Retired CIA agent Frank Moses (Bruce Willis) is bored and lonely in his immaculately kept suburban Cleveland home. The only significant contact he has is a long-distance flirtation with the sweet-voiced customer-service rep (the almost fatally adorable Mary-Louise Parker) at his government pension office. A bureaucratic decision far up the chain results in Frank being slated for termination under the condition that he's RED (Retired Extremely Dangerous) and knows something someone doesn't want anyone to know anymore. His chats with his long-distance crush Sarah have put her on the firing line, too, so after he handily dispatches his would-be killers, he scoops her up and hits the road, enlisting a slew of former colleagues to help him break into CIA headquarters and find out who wants him dead, and why.

The who and the why turn out to be pretty immaterial. What does matter is the calibre of Frank's deadly cohorts: There's Joe (Morgan Freeman), a cancer patient who hasn't lost the will to kill; Marvin (John Malkovich), the rightfully paranoid subject of a decade-long government mind-control experiment; Ivan (Brian Cox), Frank's former Cold War foe and Russian counterpart; and graceful assassin Victoria (Helen Mirren).

Red is based on the short, punchy comic-book miniseries of the same name by Warren Ellis and Cully Hamner, but it bears little resemblance to the source material. Ellis and Hamner's Frank was a loner without a telephone siren or a killer crew; nothing about him was lonesome, much less "gooey on the inside," as Mirren's character later describes the character in the film version. The movie is much sillier, and both its road-movie premise and getting-the-band-back-together shenanigans are invented whole cloth.

That's for the best, if it means more John Malkovich, who's hilarious as the addled but often right-on Marvin. Malkovich isn't necessarily the first name you think of when you think "comedy," but some of his best films of late have been in the genre (Burn After Reading, Art School Confidential), and his timing here is absolutely perfect.

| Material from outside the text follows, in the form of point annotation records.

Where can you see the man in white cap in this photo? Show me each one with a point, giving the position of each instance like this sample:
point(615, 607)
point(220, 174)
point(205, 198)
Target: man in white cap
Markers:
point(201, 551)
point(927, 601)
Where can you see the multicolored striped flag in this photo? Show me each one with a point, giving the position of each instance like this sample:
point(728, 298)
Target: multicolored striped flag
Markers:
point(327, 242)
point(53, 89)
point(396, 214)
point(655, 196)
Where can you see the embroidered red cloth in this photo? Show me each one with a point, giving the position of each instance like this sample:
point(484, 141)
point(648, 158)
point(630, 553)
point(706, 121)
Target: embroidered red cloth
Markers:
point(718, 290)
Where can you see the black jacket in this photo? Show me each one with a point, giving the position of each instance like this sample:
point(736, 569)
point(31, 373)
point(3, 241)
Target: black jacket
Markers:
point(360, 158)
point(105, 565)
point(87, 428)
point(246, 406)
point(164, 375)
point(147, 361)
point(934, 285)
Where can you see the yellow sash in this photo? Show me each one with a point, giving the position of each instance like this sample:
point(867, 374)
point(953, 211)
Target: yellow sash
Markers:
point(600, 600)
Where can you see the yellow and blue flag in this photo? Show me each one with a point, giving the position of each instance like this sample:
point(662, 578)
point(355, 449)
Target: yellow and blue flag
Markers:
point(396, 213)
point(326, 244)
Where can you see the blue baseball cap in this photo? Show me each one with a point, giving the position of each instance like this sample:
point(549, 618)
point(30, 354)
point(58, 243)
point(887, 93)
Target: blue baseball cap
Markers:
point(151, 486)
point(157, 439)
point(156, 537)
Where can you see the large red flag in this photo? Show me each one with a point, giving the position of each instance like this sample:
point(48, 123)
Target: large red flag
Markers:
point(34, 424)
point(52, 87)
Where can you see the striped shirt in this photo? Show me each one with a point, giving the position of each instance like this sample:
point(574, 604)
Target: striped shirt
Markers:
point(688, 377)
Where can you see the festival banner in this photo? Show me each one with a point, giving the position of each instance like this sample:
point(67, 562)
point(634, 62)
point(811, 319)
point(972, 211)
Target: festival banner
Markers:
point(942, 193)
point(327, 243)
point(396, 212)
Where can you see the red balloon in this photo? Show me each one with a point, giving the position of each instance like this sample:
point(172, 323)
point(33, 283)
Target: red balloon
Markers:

Cox takes an over-the-top cliché that went out of style with the U.S.S.R. and makes it work, somehow. And even if there's too little Freeman and Mirren, they're both delightful, especially the latter wearing a flowing white evening dress while blowing up SUVs with a massive automatic weapon. Willis is fine, and still a more credible action star than some of his counterparts, but here he's just facilitating his elders and keeping up with Parker, who looks as youthful as Dakota Fanning with this crew. Star Trek's new Bones, Karl Urban, does a fine job as the naï ve CIA operative who thinks Frank's murder is justifiable, but he's even more lost in the shuffle than Willis, not because his performance isn't solid, but simply because he isn't Malkovich or Cox or Mirren.

Are these great actors wasted in something as frivolous as Red? Maybe, but they certainly look like they're having fun.